Responding to questions about her role in the 1994 U.S. Naval Academy cheating scandal, Democrat Mikie Sherrill uses a friend from Annapolis in a new digital ad defending her character in the New Jersey governor’s race.
In “Highest Traditions,” former U.S. Navy Lt. Commander Karsten DaPonte stops short of mentioning the cheating scandal, but validates Sherrill’s service in the Navy. DaPonte reads from a Navy and Marine Corps Commendation Medal awarded to Sherrill, and adds that he “served alongside her.”
“Attacking her service record isn’t just wrong, it’s a blatant lie,” DaPonte said.
Script: “(DaPonte) Lieutenant Sherrill upheld the highest traditions of the United States Naval Service.

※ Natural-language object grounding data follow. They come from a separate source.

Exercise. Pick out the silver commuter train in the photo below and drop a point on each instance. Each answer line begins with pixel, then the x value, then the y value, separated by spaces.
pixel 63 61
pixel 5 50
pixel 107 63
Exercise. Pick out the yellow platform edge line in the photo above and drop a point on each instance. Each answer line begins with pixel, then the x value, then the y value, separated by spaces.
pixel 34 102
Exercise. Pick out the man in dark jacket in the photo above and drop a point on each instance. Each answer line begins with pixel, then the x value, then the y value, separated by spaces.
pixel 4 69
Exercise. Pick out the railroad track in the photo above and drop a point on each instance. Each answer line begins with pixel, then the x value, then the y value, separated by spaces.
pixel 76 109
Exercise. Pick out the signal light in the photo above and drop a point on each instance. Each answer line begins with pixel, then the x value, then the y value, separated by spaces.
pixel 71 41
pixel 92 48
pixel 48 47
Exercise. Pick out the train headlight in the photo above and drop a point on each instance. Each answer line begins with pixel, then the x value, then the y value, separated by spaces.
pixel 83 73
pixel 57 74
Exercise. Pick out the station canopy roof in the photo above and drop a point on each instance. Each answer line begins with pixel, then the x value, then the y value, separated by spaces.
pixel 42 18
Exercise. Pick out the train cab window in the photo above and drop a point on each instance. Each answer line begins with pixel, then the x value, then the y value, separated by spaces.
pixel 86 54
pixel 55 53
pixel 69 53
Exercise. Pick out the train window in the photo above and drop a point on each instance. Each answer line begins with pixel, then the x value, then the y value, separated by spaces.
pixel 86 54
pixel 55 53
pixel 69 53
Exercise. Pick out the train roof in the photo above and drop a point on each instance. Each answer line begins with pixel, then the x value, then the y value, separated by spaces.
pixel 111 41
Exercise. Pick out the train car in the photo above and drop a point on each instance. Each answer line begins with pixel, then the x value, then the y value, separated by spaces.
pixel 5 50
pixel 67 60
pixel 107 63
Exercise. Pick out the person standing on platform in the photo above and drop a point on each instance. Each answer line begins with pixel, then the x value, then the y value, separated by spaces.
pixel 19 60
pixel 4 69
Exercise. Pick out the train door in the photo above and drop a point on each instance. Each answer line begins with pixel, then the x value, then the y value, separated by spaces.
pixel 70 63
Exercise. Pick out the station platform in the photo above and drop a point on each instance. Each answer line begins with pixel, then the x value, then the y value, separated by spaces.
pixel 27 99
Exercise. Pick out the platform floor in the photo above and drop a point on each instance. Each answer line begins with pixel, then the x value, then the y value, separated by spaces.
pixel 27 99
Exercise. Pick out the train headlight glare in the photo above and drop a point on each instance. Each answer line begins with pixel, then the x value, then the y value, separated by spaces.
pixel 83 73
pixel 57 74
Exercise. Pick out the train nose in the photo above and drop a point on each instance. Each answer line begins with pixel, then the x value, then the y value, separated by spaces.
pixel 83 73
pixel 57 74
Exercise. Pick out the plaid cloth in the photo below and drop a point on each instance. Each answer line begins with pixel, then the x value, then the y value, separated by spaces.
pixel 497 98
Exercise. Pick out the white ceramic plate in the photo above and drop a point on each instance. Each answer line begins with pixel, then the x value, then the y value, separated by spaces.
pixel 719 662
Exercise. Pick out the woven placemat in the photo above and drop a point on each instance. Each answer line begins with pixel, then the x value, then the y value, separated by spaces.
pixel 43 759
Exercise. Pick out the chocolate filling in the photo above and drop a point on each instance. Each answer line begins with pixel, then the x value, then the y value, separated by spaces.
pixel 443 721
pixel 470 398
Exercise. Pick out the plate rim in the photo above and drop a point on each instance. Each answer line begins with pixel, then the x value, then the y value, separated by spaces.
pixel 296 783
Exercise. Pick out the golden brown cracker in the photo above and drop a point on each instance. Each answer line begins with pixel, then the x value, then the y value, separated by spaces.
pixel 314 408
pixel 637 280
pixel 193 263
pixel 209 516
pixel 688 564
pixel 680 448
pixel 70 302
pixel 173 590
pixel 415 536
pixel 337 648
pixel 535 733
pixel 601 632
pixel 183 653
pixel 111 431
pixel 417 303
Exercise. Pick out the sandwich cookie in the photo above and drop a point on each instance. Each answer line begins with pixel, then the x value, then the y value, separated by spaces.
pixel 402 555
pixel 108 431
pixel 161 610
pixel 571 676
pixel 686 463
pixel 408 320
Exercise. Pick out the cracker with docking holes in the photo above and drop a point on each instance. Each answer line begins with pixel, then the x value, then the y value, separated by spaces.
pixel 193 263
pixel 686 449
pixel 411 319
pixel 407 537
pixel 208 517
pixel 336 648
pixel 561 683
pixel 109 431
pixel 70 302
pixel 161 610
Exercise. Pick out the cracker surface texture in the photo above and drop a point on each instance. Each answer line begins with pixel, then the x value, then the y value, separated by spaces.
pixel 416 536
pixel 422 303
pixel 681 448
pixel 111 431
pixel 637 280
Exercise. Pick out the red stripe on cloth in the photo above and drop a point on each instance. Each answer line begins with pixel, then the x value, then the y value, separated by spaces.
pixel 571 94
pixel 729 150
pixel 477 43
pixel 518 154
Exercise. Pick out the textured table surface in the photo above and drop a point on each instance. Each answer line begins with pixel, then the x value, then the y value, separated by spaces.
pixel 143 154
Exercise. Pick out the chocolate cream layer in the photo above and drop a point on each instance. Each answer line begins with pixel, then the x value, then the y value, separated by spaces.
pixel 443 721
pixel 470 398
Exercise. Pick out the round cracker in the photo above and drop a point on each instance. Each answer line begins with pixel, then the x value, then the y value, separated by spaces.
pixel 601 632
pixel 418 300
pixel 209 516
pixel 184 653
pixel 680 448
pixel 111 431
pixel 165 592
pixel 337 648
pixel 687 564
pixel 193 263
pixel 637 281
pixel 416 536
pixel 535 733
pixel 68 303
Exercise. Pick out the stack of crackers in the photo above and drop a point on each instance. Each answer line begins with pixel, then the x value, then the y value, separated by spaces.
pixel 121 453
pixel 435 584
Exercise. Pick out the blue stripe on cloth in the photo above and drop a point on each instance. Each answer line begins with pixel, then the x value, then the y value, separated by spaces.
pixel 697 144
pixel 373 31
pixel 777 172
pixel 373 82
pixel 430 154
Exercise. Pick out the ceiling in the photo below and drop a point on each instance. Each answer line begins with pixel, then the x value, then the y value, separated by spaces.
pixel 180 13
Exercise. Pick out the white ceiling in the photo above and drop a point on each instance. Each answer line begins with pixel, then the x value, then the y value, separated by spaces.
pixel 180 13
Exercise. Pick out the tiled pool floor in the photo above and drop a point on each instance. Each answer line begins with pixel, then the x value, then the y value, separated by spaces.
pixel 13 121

I would know because I served alongside her. She was distinguished multiple times and honorably discharged. Attacking her service record isn’t just wrong, it’s a blatant lie.”
The ad identifies DaPonte only as Lt. Commander Karsten, leaving out his last name. The New Jersey Globe has identified him.
Ciattarelli also has a new digital ad related to the Naval Academy cheating scandal.
DaPonte entered the academy in 1993 and was a freshman during Sherrill’s senior year at Annapolis; he graduated in 1997. Sherrill remained on campus for 254 days after her May 1994 graduation and commission.
Records show that DaPonte, a resident of Bethesda, Maryland, has worked for a series of defense and federal government contractors whose work coincides with Sherrill’s service on the House Armed Services Committee; there is no indication that she helped DaPonte’s current employer, Nexight Group, obtain millions of dollars in government contracts.
He has contributed to Sherrill’s congressional campaigns, as well as to those of Joe Biden and Amy McGrath, a Navy veteran who challenged U.S. Senator Mitch McConnell in Kentucky five years ago. DaPonte’s sister, Karen Thornton, is also a Sherrill donor. She worked on the Armed Services Committee staff from 2020 to 2023.
Sherrill was prohibited from walking with her class at the U.S. Naval Academy in 1994 as a punishment connected to the massive cheating scandal that implicated over 130 midshipmen in her class.
She claimed the action was punishment for not turning in her classmates. The Sherrill campaign declined a request to permit public inspection of any disciplinary records from her time at the academy. Only Sherrill may authorize the release of those sealed records.
Sherrill has made her military service as a U.S. Naval Academy graduate and helicopter pilot the centerpiece of her political identity, but has never publicly discussed her class’s cheating controversy in stump speeches or interviews. There were rumors that she was tied to the scandal in 2018 when she sought to flip a House seat in New Jersey’s 11th district, but it was suggested to the New Jersey Globe at the time that Sherrill was not involved.
The scandal revolved around electrical engineering exam answers that some midshipmen obtained and shared with their classmates in December 1992. Two dozen of Sherrill’s classmates were expelled, and one of those involved said in 2002 that he thought more than 400 out of the 663 midshipmen who took the exam had seen copies of it in advance.